Из-за столика поднялся от шахмат один из офицеров, поручик Андрей Падалка. С той поры, как вышел из киевского госпиталя, он заметно возмужал, черты лица стали резче, заострились, вместо пушка на верхней губе тщательно подкрученные усики, вся его подтянутая фигура в галифе и гимнастерке раздалась, поширела в плечах.

— Умереть мы всегда успеем, Остап, — сказал Падалка, одергивая гимнастерку под широким ремнем. — Но давай условимся, прежде чем помирать: умрем с пользой…

— Для генерала Брусилова? — хмуро вставил солдат.

— Зачем? Для народа. У нас с тобой, Остап, ясная цель. И мы ее, безусловно, достигнем, если будем вот такие во! — Падалка поднял перед собой стиснутые крепко кулаки, словно взвешивая скрытую в них силу, и закончил: — Не к лицу нам, Остап, вешать нос. Напротив, за смерть побратима мы достойно обязаны отплатить врагу… Какого полка? — неожиданно перейдя на иной тон, обратился Падалка к пленному.

— Двадцать седьмого, господин офицер, — ответил Щерба.
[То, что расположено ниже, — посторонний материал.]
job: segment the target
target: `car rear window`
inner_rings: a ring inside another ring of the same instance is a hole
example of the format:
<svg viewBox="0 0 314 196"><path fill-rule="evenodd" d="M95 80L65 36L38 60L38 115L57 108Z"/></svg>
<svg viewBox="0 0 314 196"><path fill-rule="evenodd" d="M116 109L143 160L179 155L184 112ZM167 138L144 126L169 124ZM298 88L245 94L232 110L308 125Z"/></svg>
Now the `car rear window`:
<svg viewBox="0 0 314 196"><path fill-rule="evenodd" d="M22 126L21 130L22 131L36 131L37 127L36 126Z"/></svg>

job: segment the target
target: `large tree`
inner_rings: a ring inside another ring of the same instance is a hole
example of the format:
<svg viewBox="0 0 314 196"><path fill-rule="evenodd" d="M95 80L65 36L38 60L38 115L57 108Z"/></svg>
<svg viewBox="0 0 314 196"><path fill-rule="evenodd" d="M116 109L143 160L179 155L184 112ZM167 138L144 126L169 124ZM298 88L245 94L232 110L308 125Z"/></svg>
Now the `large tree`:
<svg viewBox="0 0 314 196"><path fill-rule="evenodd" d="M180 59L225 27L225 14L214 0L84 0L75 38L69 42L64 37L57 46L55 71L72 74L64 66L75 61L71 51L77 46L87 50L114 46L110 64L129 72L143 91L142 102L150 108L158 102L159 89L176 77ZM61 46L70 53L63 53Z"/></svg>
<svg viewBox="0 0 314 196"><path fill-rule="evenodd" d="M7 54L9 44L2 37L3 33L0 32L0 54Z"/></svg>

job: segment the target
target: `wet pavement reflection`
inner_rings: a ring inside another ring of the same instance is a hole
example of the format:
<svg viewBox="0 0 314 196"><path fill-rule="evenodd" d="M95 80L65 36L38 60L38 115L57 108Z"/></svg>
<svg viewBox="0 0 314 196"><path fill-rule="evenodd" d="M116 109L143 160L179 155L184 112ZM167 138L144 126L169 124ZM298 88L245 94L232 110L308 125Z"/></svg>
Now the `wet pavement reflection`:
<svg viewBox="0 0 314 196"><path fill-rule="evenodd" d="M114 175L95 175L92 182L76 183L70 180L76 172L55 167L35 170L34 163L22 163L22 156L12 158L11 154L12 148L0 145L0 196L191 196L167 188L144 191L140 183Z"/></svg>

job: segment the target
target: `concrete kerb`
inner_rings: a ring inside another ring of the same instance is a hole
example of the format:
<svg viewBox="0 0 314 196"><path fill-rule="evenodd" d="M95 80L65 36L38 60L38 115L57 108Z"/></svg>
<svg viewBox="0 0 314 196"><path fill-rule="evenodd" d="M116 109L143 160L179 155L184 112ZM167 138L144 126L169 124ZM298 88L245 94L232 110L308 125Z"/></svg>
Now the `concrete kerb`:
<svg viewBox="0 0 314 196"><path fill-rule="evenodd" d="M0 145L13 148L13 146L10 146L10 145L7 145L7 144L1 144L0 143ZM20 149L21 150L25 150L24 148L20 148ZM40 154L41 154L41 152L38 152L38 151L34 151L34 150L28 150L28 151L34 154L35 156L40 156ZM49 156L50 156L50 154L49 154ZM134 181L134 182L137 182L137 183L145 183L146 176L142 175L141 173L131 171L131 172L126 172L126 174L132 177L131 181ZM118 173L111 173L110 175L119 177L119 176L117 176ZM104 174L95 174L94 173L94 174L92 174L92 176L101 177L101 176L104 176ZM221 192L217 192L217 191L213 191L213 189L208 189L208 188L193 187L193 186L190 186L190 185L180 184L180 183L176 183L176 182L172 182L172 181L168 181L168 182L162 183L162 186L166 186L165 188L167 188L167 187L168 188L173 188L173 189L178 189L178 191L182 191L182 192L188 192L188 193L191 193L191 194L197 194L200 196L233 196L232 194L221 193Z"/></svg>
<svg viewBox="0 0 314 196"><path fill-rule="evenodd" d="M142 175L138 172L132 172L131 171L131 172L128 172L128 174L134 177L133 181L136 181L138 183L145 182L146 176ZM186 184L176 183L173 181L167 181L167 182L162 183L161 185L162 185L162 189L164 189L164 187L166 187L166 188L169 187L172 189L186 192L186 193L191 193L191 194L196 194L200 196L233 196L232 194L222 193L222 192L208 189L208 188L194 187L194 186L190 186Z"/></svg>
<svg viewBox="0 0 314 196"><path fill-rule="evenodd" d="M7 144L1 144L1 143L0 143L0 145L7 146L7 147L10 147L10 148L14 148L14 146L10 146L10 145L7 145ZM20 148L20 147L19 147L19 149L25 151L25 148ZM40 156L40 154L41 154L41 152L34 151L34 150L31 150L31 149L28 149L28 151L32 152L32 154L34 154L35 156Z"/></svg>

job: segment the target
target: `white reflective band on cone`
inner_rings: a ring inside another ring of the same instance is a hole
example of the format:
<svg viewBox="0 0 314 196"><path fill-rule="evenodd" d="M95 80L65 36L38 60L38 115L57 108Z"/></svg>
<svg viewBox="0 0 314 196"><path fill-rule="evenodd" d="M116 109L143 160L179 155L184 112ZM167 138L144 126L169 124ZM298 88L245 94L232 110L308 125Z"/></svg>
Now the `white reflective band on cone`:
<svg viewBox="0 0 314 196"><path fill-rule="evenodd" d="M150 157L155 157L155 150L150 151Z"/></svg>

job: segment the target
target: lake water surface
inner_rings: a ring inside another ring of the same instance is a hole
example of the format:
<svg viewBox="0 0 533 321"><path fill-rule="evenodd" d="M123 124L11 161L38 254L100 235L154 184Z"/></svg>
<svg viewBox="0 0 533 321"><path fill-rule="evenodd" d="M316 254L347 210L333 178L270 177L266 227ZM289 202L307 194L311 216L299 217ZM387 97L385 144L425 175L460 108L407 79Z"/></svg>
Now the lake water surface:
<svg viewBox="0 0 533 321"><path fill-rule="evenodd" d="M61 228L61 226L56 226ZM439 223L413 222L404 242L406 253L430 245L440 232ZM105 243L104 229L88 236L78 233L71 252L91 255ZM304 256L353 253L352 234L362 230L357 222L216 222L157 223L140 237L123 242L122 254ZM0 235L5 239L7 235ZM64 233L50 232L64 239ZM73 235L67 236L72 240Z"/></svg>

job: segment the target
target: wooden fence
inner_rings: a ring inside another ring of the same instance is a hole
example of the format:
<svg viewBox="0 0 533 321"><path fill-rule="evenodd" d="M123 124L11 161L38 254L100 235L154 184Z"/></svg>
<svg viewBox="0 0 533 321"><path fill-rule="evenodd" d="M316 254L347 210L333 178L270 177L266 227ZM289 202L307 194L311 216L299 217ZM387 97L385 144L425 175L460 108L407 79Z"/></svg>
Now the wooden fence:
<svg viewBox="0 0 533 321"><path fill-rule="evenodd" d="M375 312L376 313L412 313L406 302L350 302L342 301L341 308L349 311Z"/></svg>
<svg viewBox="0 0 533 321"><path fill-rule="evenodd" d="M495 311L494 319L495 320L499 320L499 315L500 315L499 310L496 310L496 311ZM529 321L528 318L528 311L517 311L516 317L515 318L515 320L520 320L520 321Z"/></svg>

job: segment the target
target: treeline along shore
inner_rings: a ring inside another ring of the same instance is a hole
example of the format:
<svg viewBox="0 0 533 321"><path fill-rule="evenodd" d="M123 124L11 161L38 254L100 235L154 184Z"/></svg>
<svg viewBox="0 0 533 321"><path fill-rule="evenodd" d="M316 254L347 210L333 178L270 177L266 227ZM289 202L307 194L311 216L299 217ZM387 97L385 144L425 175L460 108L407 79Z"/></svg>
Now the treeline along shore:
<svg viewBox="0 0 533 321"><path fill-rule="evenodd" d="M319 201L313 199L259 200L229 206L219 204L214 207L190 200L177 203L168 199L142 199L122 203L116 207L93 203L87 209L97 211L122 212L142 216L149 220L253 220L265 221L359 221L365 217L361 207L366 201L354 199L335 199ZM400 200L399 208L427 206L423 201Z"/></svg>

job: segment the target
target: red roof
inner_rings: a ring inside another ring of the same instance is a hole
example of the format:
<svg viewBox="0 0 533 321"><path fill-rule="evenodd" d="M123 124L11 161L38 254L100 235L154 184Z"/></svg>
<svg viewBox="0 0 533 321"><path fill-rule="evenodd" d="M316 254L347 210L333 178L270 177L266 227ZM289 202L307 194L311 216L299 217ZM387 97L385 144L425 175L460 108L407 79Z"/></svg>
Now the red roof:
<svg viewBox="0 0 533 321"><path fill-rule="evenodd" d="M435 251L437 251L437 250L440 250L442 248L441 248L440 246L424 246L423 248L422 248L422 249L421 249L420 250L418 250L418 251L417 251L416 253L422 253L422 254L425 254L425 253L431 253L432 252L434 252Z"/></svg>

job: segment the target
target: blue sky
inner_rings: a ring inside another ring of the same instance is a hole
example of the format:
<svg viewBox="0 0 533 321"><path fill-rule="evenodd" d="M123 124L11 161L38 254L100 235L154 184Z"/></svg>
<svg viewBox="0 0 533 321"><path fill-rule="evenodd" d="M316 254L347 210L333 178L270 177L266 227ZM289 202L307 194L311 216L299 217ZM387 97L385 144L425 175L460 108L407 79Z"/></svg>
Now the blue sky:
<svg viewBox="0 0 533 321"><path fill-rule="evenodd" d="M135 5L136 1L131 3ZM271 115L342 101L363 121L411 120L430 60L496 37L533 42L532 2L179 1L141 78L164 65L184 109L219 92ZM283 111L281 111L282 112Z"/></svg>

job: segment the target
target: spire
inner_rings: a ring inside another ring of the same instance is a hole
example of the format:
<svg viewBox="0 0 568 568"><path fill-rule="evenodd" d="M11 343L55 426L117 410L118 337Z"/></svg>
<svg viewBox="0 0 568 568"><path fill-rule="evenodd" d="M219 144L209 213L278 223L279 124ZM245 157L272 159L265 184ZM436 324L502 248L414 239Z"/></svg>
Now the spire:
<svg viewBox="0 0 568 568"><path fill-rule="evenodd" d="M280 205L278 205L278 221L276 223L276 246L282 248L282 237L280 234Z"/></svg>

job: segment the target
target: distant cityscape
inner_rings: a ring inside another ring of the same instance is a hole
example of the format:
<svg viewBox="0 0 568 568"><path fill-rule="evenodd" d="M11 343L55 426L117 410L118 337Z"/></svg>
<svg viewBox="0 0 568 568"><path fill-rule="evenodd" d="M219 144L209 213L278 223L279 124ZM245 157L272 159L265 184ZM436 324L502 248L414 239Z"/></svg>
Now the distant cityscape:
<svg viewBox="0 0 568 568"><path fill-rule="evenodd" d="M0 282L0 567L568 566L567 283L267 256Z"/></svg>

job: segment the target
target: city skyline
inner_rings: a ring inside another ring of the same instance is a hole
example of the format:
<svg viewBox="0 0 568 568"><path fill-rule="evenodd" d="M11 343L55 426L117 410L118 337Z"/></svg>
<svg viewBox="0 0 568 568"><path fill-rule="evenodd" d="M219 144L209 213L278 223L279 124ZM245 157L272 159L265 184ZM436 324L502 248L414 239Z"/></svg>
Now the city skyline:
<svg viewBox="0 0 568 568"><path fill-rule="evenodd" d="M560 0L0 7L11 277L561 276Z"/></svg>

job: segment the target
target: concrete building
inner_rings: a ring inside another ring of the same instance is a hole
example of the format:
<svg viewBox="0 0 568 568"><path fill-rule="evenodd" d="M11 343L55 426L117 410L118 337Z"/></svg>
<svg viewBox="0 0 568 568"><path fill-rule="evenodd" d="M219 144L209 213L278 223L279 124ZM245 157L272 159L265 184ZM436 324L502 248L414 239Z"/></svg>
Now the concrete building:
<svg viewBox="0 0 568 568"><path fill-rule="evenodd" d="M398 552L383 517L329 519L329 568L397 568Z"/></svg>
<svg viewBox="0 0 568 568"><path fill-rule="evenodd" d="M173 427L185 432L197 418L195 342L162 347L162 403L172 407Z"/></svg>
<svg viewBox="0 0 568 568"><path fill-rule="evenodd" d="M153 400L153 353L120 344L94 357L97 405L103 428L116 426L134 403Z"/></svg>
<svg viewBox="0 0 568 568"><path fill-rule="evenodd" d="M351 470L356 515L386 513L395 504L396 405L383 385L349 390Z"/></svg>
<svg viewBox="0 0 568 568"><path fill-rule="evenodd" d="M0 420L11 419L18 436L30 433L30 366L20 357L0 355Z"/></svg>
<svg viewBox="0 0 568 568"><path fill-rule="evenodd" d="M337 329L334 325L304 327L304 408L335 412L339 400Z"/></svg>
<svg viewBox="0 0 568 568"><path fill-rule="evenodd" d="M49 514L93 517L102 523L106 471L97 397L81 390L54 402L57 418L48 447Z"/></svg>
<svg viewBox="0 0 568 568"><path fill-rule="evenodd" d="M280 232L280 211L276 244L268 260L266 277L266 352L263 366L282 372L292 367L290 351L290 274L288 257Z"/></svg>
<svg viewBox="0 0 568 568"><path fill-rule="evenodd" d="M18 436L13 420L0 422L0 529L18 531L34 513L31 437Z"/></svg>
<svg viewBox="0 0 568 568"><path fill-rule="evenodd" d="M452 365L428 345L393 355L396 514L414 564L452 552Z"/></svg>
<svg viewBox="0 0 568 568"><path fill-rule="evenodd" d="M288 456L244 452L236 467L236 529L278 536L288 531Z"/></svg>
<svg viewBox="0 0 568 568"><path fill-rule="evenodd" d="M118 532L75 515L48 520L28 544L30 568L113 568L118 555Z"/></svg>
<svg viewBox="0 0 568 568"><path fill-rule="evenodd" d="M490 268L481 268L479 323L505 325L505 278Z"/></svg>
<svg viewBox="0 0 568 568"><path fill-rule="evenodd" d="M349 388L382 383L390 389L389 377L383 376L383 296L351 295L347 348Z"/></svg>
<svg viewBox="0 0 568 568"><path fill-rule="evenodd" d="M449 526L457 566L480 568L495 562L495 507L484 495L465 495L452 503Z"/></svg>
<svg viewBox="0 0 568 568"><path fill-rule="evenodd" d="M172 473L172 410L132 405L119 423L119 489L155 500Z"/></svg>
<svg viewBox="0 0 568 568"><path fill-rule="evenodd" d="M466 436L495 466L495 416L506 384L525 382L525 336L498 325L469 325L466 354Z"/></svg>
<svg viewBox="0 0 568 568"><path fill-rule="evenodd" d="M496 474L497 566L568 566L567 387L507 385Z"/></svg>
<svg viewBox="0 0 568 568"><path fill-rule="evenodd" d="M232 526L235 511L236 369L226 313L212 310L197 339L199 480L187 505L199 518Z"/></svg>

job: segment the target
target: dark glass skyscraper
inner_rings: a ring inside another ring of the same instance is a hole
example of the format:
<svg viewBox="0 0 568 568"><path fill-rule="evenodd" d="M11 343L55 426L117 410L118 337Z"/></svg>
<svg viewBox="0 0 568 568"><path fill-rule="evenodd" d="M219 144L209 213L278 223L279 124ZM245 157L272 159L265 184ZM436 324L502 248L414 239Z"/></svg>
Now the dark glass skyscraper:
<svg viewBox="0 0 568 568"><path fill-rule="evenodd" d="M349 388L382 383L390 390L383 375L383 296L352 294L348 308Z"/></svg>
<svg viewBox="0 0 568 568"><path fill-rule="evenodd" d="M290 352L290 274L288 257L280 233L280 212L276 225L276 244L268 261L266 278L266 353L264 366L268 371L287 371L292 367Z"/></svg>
— Прямо против нас стоите?

— Точно.

Падалка с ног до головы осмотрел пленного. Явно истощенный, с запавшими тускло-серыми щеками и темными подглазьями, пленный, однако, был чисто выбрит и держался с человеческим достоинством. Поручик заинтересовался: странный этот австриец меньше всего походил на растерянных, перепуганных пленных, каких сотнями брала его отважная рота.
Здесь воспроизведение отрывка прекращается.